Alarid v. Vanier

327 P.2d 897, 50 Cal. 2d 617, 1958 Cal. LEXIS 179
CourtCalifornia Supreme Court
DecidedJuly 17, 1958
DocketL. A. 24861
StatusPublished
Cited by194 cases

This text of 327 P.2d 897 (Alarid v. Vanier) is published on Counsel Stack Legal Research, covering California Supreme Court primary law. Counsel Stack provides free access to over 12 million legal documents including statutes, case law, regulations, and constitutions.

Bluebook
Alarid v. Vanier, 327 P.2d 897, 50 Cal. 2d 617, 1958 Cal. LEXIS 179 (Cal. 1958).

Opinions

GIBSON, C. J.

Plaintiff brought this action to recover for personal injuries and property damage suffered when his car was struck in the rear by an automobile driven by defendant. He appeals from a judgment in favor of defendant, contending that the judgment is contrary to the evidence and that he was prejudiced by certain instructions given at defendant’s-request.

The manner in which the accident occurred is undisputed. Plaintiff was driving south in the outside lane of a level, four-lane asphalt highway. It was a clear day, and the pavement was dry. He brought his car to a stop approximately 100 feet north of an intersection which had stop signs at all four corners. Five cars had stopped between plaintiff and the intersection, and, after he had been there for 15 or 20 seconds, waiting for the traffic to proceed, he heard a squeal of brakes and the rear of his car was struck by the front of defendant’s ear.

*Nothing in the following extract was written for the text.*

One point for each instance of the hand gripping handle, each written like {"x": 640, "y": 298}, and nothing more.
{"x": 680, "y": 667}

Defendant testified that he had driven onto the highway two and a half blocks north of the scene of the accident, and, as he proceeded toward the intersection, he observed plaintiff’s car coming to a stop. When traveling at 20 miles per hour and about 200 feet from the place where plaintiff had stopped, defendant applied his brakes, but they did not take hold. There was no resistance to the pressure which he ap[621]*621plied, and the pedal went all the way to the floor. Defendant could not turn to the left because another automobile was there, and he was afraid to turn to the right, toward a ditch, for fear he might tip over. In the stress of the moment he decided to go straight ahead, and he was so excited he did not think of using the hand brake. Witnesses who examined defendant’s car after the accident testified that the brake pedal, when tested, went down to the floor without resistance and that there were “no brakes.”

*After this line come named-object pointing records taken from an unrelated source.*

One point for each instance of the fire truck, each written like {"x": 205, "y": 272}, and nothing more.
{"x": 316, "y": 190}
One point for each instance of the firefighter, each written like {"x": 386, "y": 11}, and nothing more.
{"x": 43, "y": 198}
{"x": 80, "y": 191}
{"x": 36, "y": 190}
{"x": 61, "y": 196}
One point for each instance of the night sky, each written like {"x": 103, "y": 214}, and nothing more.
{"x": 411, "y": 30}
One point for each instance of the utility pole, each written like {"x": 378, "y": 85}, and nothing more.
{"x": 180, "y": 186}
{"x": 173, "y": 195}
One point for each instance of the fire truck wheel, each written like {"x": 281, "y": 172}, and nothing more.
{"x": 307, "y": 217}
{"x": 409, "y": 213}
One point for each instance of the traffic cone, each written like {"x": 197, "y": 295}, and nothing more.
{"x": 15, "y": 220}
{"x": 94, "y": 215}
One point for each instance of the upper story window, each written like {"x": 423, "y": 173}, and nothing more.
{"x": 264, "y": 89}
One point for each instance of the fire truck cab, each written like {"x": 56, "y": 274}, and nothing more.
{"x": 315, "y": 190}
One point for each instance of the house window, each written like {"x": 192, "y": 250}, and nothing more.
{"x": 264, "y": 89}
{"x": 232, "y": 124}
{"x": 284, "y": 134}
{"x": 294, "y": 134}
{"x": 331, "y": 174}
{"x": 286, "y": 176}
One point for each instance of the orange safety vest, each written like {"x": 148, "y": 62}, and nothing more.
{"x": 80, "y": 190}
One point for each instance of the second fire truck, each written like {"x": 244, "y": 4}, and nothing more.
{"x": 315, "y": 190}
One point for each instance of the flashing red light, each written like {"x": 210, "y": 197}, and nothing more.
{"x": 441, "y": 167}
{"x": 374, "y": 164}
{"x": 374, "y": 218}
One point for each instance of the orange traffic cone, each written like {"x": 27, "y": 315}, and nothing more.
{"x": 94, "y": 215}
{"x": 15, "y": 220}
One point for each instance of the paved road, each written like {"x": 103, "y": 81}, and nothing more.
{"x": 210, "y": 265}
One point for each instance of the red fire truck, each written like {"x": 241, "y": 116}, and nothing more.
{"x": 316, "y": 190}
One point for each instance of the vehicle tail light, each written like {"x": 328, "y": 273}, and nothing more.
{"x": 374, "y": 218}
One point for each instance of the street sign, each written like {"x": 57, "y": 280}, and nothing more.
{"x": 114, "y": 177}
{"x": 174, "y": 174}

The parties agree that, under the undisputed evidence, a presumption of negligence upon the part of defendant arose by reason of the operation of sections 670 and 679 of the Vehicle Code as they read at the time of the accident. Section 670 then provided: “(a) No person shall operate on any highway any motor vehicle . . . unless such motor vehicle ... is equipped with brakes adequate to bring such motor vehicle ... to a complete stop when operated upon dry asphalt or concrete pavement surface where the grade does not exceed 1 per cent at the speeds set forth in the following table within the distances set opposite such speeds : [The stopping distance for a speed of 20 miles per hour was fixed at 37 feet.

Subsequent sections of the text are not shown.